As the top teams in women’s sports push for gender equality at elite and grassroots levels, boosting participation, the problem can only become more urgent. The other major World Cup taking place in July is in women’s football, a sport where potentially career-ending ACL injuries are increasingly prevalent.
England’s team have already lost their captain, Leah Williamson, to such a tear in the knee ligament; she was the fourth Arsenal player to damage her ACL in six months. The fact that women are between six and eight times more likely to suffer such tears than men has not yet produced a fix for how to avoid them. It is thought that the relative width of female athletes’ pelvises sends more stress through their knees—but the training and advice women receive continues to be built on male-based science and experience.
What I find heartening and, ultimately, vital about the efforts to address this bias is the intention to change the way that women think and feel about our bodies. Some of the statistics from the NetballHer campaign are as unsurprising as they are significant. More than a third of girls say they avoid school sports activities when they have their period, while almost nine in 10 female athletes say that their menstrual cycles impacts upon their performance. Yet fewer than one in five British women have received any education about their menstrual cycle in relation to exercise and training.
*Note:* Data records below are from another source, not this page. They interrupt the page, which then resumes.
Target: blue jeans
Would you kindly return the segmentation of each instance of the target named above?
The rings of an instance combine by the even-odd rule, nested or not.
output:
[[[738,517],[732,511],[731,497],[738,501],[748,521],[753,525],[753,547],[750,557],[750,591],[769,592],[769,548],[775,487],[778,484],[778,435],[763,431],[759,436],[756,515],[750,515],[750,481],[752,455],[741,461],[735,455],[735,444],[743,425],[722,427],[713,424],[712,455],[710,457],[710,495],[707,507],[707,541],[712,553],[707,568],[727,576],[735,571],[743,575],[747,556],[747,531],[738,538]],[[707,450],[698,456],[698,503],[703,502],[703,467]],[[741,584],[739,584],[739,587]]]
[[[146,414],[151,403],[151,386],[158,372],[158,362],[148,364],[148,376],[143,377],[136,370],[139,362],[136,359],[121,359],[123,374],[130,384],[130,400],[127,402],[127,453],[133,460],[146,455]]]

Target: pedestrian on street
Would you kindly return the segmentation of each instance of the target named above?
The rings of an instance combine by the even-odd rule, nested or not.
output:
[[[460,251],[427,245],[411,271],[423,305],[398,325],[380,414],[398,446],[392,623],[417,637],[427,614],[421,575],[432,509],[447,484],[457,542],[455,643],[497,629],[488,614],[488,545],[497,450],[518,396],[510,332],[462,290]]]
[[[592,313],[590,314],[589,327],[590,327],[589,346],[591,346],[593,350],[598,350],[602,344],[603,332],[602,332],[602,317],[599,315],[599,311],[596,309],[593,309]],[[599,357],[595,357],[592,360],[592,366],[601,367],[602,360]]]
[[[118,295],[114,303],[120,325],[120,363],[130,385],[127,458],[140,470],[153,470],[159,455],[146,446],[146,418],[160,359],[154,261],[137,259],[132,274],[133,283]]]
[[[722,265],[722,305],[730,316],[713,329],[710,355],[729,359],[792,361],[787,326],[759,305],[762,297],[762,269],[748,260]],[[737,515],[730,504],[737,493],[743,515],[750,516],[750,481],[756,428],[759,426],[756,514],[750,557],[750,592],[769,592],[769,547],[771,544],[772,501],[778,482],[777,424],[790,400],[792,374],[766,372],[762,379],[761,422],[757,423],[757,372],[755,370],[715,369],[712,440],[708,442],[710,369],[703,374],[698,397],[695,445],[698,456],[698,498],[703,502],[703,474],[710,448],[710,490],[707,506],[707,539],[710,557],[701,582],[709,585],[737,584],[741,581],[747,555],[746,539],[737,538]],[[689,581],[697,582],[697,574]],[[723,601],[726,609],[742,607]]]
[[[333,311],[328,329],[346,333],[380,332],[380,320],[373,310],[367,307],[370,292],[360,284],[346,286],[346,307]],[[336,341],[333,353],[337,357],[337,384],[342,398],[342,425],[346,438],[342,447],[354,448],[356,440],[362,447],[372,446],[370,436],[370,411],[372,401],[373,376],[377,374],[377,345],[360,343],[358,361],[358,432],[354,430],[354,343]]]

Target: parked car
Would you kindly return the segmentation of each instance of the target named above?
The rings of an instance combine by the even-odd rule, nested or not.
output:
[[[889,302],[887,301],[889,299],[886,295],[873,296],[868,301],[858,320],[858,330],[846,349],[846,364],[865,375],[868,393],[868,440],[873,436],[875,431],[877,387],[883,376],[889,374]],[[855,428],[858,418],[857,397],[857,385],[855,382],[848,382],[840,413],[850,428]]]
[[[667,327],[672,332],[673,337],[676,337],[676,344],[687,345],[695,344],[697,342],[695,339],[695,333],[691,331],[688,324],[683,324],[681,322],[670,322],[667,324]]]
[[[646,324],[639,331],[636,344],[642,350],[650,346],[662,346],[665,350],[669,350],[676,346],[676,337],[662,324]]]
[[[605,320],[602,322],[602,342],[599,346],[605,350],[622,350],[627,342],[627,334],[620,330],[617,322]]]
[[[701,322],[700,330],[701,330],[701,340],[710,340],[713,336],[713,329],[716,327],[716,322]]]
No wonder that so many girls drop out of sport at puberty. Or that so many women—be we occasional Sunday runners or committed gym bunnies—crash into mental and physical barriers that tell us we’re “just not a sporty person”. We’re used to accepting monthly pain and mood fluctuations, and for millennia the presiding message has been that these are limitations that we must simply put up with. Educating society—and educating ourselves—about the female body is the first step to understanding what it’s truly capable of.